TruNLP
Posative and negative mind set

Is Fear Getting In Your Way?

Posted 27th July 2021, 09:05am

Fear can be normal and healthy, and serve an important purpose. But sometimes, our fears hold us back, and create blocks that stop us from living a happy and fulfilled life. 

When we allow irrational fears to shape our decisions and actions, we give them the power to shape who we are. 

What is fear? 

When we experience fear, a biochemical reaction occurs in our body; the amygdala triggers a response in the nervous system, releasing cortisol and adrenaline. As a result, our heart rate and blood pressure increase. That experience is universal among humans and serves an important purpose.

Our emotional response to fear stimuli is more individual. Some people actively seek out fear-inducing experiences because they enjoy the ‘adrenaline rush’, while other people experience fear as an overwhelmingly negative emotion.

Fear is about the ‘now’. It is our response to immediate and specific dangers. Whereas anxiety is our response to more generalised, non-specific threats, or anticipated events in the future. 

When is fear a good thing?

Fear has a function; it is there to keep us safe. Some fears are innate, and important. Fear of an animal that poses a genuine and immediate threat to your life, for example, is perfectly sensible.

Healthy fear is about helping us to identify genuine threats and dangers. It is a survival mechanism that puts our body into a ‘fight or flight’ response, which helps us to confront or escape immediate danger. 

These physical responses in our body are an evolutionary function that happen automatically in response to perceived threats. When those threats are real, our fear response is not only a good thing, it can be essential to our survival.

Certain fears might motivate us to develop and grow. The fear of failure, or losing our job, for example, could push us to learn more, and work harder. The problem is, instead of providing motivation, fears like this can often paralyse us, and make us feel trapped…

When does fear become unhelpful?

Fear is our response to ‘perceived threats’. So, what happens when our perception is misguided or incorrect, and the ‘threat’ in question doesn’t actually pose any real danger? 

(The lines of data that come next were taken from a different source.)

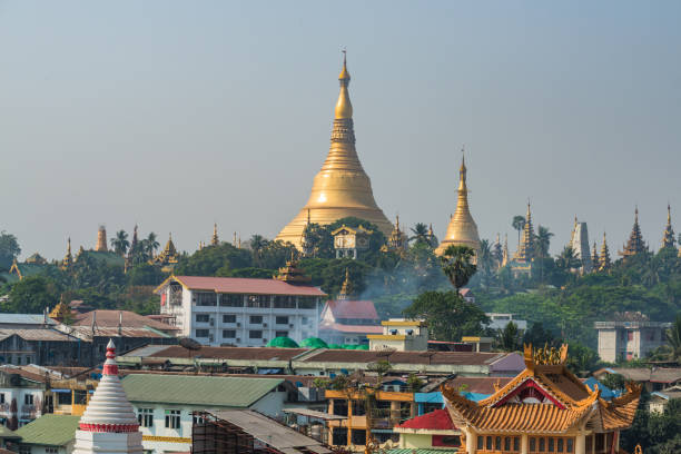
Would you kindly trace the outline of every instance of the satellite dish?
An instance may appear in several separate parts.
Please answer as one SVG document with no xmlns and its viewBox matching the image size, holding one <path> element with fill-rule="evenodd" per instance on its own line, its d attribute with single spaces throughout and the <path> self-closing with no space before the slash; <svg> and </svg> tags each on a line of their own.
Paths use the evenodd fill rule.
<svg viewBox="0 0 681 454">
<path fill-rule="evenodd" d="M 179 339 L 179 345 L 190 351 L 201 349 L 201 344 L 194 340 L 191 337 L 182 337 L 181 339 Z"/>
</svg>

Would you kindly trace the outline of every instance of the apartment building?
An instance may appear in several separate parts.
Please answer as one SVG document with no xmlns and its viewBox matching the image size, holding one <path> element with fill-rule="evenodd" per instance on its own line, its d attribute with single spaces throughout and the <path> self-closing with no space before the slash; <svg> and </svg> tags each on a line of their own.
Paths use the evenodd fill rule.
<svg viewBox="0 0 681 454">
<path fill-rule="evenodd" d="M 157 289 L 160 312 L 179 335 L 209 345 L 265 346 L 275 337 L 318 336 L 326 294 L 279 279 L 170 276 Z"/>
</svg>

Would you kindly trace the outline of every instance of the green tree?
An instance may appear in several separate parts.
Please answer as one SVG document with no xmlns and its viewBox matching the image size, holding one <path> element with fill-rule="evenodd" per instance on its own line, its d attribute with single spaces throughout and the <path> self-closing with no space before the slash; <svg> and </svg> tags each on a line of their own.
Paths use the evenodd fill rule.
<svg viewBox="0 0 681 454">
<path fill-rule="evenodd" d="M 412 227 L 412 236 L 409 237 L 409 243 L 425 243 L 431 244 L 428 238 L 428 226 L 423 223 L 417 223 L 414 227 Z"/>
<path fill-rule="evenodd" d="M 523 231 L 523 228 L 525 228 L 525 217 L 522 215 L 516 215 L 513 216 L 513 219 L 511 220 L 511 226 L 513 227 L 514 230 L 517 230 L 517 244 L 520 245 L 520 233 Z"/>
<path fill-rule="evenodd" d="M 129 246 L 130 241 L 128 241 L 128 234 L 126 230 L 118 230 L 116 236 L 111 238 L 111 247 L 114 248 L 114 251 L 120 256 L 126 255 Z"/>
<path fill-rule="evenodd" d="M 534 238 L 536 245 L 536 255 L 539 258 L 549 257 L 549 248 L 551 247 L 551 237 L 553 233 L 549 230 L 549 227 L 539 226 L 536 236 Z"/>
<path fill-rule="evenodd" d="M 457 245 L 448 246 L 440 257 L 442 270 L 447 275 L 456 290 L 466 285 L 477 270 L 473 263 L 474 257 L 475 250 L 473 248 Z"/>
<path fill-rule="evenodd" d="M 21 254 L 21 248 L 17 237 L 2 230 L 0 233 L 0 268 L 9 269 L 19 254 Z"/>
<path fill-rule="evenodd" d="M 665 338 L 671 349 L 670 359 L 681 363 L 681 313 L 677 314 L 677 319 L 665 333 Z"/>
<path fill-rule="evenodd" d="M 425 292 L 403 314 L 412 319 L 425 319 L 430 335 L 437 340 L 460 342 L 462 336 L 481 335 L 483 324 L 490 323 L 480 307 L 452 290 Z"/>
</svg>

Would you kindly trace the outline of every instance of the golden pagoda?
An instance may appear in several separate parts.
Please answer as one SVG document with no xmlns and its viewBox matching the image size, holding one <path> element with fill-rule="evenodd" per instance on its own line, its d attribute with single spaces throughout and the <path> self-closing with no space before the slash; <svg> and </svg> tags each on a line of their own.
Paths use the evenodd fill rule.
<svg viewBox="0 0 681 454">
<path fill-rule="evenodd" d="M 210 246 L 217 246 L 219 244 L 220 244 L 220 239 L 217 236 L 217 223 L 216 223 L 213 225 L 213 237 L 210 238 Z"/>
<path fill-rule="evenodd" d="M 107 247 L 107 228 L 105 226 L 99 226 L 97 230 L 97 247 L 95 250 L 98 253 L 106 253 L 109 250 Z"/>
<path fill-rule="evenodd" d="M 71 255 L 71 237 L 67 240 L 67 254 L 61 260 L 61 269 L 67 270 L 73 265 L 73 256 Z"/>
<path fill-rule="evenodd" d="M 591 249 L 591 264 L 592 264 L 592 272 L 598 272 L 599 270 L 599 253 L 596 250 L 596 245 L 595 241 L 593 241 L 593 248 Z"/>
<path fill-rule="evenodd" d="M 667 204 L 667 226 L 664 227 L 664 235 L 662 236 L 662 247 L 674 247 L 675 243 L 674 229 L 671 226 L 671 207 Z"/>
<path fill-rule="evenodd" d="M 369 177 L 364 171 L 355 149 L 353 106 L 347 89 L 351 77 L 347 72 L 345 52 L 338 80 L 340 93 L 336 102 L 326 161 L 313 181 L 307 204 L 275 238 L 293 243 L 298 248 L 302 247 L 300 239 L 308 219 L 315 224 L 328 225 L 340 218 L 354 216 L 376 225 L 385 236 L 388 236 L 393 228 L 376 205 Z"/>
<path fill-rule="evenodd" d="M 463 150 L 462 150 L 463 151 Z M 435 249 L 435 255 L 443 255 L 447 247 L 452 245 L 468 246 L 480 250 L 480 236 L 477 235 L 477 225 L 471 216 L 468 209 L 468 187 L 466 186 L 466 164 L 462 156 L 461 168 L 458 169 L 458 199 L 456 201 L 456 211 L 450 219 L 450 226 L 445 237 Z"/>
<path fill-rule="evenodd" d="M 623 250 L 619 254 L 626 259 L 645 251 L 648 251 L 648 246 L 645 246 L 645 241 L 643 241 L 643 236 L 641 235 L 641 227 L 639 226 L 639 207 L 636 207 L 634 210 L 634 225 L 629 235 L 629 240 L 624 245 Z"/>
<path fill-rule="evenodd" d="M 532 227 L 532 213 L 530 211 L 530 201 L 527 201 L 527 215 L 525 216 L 525 228 L 523 229 L 523 238 L 517 246 L 517 251 L 513 259 L 515 261 L 529 263 L 534 258 L 534 228 Z"/>
<path fill-rule="evenodd" d="M 599 257 L 599 272 L 606 272 L 612 266 L 610 261 L 610 249 L 605 241 L 605 233 L 603 231 L 603 246 L 601 246 L 601 257 Z"/>
</svg>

When that happens, we find our choices unnecessarily restricted by our desire to avoid these perceived dangers. This can become incredibly limiting, and the longer it goes on, the more it will block our ability to move forward. 

Fear can kill ambition, and stifle creativity. It can force us to stagnate personally and professionally, because we are too afraid to leave the perceived safety of our comfort zone. It creates mental blocks that keep us trapped, or stuck in place.

When choices are influenced by fear, we are more likely to avoid challenges, which can often lead to missed opportunities. 

What can we do about it?

Become conscious

Many limiting fears are unconscious, meaning we’re either not aware of them, or we’re not aware of how they influence our decision making. That means that the first step to overcoming them is to become aware. 

By recognising any fears we are harbouring, and how those fears are shaping the way we think and behave, we are able to move on to the next important step.

Challenge it

In almost every case, these fears are learned. Perhaps as a result of a traumatic experience, or because we have been programmed to believe certain ideas. 

The reason for our fears isn’t actually very important. What is important is the fact that if the fear is LEARNED, it can be UNLEARNED. The first step in that process is to challenge the beliefs that reinforce that fear. Examine the ‘threat’, and decide if it does, in fact, pose a real and immediate danger. 

Reprogram the unconscious

NLP techniques can help us to program a new set of beliefs into our unconscious, replacing limiting fears with a new outlook that doesn’t stand in our way. 

Reinforce the learning

This is an ongoing process. Once we have removed the fear, we need to put new habits in place, and to reinforce our new way of thinking, through practice and repetition. 

It can appear to be incredibly difficult to remove the barriers put in place by fear. But it is so rewarding when we do. 

Imagine how it would feel to stop running away from something, and start moving towards the life you always wanted.